I’m an obsessive dude in general, and so is the case with my code. If I need to produce some data, I write a Provider or an Algorithm class, which are then created through Factories. Non-returning operations are encapsulated in Commands, which can be linked together like lego pieces. It’s all very aesthetically pleasing, if you’re a programmer at least.

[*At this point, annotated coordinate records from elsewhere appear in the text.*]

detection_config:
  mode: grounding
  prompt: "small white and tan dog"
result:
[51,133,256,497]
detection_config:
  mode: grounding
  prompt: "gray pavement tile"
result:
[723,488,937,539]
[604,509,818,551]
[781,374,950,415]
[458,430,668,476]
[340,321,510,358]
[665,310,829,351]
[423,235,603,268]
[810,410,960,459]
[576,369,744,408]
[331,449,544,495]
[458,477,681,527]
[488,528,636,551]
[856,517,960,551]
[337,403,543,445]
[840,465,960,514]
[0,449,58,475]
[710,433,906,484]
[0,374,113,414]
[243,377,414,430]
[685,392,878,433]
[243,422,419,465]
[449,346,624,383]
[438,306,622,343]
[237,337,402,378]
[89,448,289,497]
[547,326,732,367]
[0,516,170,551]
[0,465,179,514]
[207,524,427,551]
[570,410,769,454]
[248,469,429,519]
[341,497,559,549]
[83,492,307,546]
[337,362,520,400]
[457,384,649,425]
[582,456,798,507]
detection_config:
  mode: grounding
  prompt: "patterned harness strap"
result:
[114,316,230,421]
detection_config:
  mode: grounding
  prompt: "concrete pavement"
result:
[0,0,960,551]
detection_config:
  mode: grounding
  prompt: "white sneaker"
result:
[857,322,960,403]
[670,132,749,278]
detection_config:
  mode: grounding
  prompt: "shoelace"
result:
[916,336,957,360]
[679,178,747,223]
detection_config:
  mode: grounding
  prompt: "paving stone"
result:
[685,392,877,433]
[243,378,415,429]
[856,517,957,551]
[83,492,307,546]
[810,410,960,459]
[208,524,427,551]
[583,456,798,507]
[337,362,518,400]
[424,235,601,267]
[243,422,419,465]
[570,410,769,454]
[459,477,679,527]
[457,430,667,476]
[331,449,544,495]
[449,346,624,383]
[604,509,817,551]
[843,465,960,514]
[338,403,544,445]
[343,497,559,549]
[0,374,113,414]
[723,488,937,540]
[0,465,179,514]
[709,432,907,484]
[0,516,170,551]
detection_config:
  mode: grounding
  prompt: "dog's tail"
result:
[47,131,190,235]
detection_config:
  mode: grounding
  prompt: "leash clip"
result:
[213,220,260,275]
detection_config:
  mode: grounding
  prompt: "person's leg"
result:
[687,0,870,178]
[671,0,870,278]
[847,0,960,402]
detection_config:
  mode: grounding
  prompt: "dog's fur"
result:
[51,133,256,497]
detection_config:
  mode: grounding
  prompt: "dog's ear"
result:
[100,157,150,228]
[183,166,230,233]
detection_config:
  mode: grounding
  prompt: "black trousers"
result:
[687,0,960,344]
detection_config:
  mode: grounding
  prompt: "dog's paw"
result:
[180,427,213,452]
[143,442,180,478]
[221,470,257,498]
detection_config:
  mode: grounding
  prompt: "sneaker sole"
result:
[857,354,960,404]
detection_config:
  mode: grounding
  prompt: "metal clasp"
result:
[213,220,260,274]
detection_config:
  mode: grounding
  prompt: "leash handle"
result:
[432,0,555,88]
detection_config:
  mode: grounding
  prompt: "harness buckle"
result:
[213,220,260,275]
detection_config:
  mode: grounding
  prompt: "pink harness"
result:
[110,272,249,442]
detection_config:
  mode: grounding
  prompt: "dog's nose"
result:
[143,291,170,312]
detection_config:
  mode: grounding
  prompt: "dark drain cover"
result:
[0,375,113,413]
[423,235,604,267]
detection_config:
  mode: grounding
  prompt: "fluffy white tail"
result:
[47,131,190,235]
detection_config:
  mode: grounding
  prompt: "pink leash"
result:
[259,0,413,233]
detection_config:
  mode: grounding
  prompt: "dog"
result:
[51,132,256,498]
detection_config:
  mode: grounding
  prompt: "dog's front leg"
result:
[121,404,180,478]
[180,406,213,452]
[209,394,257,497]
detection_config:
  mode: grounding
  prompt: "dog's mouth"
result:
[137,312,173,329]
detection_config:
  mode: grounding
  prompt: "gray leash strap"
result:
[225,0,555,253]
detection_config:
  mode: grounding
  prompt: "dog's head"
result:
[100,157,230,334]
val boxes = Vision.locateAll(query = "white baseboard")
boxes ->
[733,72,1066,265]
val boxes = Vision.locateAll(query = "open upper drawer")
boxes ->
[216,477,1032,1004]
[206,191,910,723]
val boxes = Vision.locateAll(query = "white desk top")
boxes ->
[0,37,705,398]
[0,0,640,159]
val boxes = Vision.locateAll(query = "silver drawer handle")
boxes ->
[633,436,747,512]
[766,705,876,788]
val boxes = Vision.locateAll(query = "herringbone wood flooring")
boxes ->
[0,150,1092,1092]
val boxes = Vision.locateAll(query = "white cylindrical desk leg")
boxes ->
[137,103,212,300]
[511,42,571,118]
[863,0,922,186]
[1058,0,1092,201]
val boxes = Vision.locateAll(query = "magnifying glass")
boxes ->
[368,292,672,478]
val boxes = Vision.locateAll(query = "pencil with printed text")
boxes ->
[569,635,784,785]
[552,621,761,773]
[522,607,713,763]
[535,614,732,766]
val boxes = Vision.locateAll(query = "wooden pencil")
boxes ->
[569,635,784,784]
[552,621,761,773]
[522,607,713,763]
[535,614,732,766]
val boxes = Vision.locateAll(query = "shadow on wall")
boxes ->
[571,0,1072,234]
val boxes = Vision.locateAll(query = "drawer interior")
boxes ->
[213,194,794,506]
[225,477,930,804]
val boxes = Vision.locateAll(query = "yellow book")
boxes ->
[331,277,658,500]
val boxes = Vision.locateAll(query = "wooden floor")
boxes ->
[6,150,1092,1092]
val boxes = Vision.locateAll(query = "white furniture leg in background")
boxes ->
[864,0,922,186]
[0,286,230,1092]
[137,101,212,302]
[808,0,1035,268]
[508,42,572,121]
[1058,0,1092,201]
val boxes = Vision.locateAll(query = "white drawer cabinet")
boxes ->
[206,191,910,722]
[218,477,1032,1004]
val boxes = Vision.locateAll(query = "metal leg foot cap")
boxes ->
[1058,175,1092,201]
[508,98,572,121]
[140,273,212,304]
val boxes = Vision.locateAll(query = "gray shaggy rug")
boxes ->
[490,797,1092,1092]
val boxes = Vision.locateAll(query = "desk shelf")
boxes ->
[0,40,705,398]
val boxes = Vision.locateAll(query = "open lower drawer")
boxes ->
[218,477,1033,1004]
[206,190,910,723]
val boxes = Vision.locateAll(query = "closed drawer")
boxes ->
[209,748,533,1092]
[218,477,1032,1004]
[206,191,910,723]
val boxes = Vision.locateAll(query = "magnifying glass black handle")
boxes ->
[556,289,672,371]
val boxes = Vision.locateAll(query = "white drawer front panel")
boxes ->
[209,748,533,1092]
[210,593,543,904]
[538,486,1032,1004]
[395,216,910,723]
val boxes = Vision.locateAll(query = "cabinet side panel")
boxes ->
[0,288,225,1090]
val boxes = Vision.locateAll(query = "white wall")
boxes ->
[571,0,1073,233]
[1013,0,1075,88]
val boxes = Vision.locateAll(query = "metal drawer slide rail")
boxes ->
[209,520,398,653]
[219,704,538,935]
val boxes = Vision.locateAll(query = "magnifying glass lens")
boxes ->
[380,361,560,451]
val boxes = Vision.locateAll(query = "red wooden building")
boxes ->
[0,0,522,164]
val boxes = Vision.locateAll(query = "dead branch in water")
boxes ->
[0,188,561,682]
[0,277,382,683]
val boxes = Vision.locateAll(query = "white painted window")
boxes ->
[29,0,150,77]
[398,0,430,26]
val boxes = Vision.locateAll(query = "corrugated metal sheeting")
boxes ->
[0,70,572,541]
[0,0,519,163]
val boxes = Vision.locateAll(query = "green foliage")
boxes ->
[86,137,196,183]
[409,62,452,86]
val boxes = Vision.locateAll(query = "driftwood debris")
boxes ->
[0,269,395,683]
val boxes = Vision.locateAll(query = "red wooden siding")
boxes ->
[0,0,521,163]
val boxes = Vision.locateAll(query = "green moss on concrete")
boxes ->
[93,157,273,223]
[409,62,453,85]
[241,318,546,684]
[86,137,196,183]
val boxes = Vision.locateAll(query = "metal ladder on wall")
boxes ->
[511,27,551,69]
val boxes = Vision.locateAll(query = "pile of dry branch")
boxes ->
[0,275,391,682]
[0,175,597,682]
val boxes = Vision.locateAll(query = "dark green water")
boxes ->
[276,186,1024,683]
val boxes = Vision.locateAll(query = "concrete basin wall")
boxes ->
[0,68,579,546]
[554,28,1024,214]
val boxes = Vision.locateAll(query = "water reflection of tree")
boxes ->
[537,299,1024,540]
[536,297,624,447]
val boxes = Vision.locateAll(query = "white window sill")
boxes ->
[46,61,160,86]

The weakest link are the Flask views, which are probably hard to test as they’re the endpoints, but I haven’t tried to do so, because I tend to move complicated, non-instantiating code to isolated modules. The instantiation gets done as close to the endpoint as possible, or else with Composer classes. All the instantiations get passed to further classes through Dependency Injection. Code quality, baby.
I think I’ve mentioned it before, but I got into creating this app because I wanted to involve artificial intelligence in my smut sessions. As it often happens, technological development is driven by men’s need to have increasingly better orgasms. Can’t wait for the sexbots.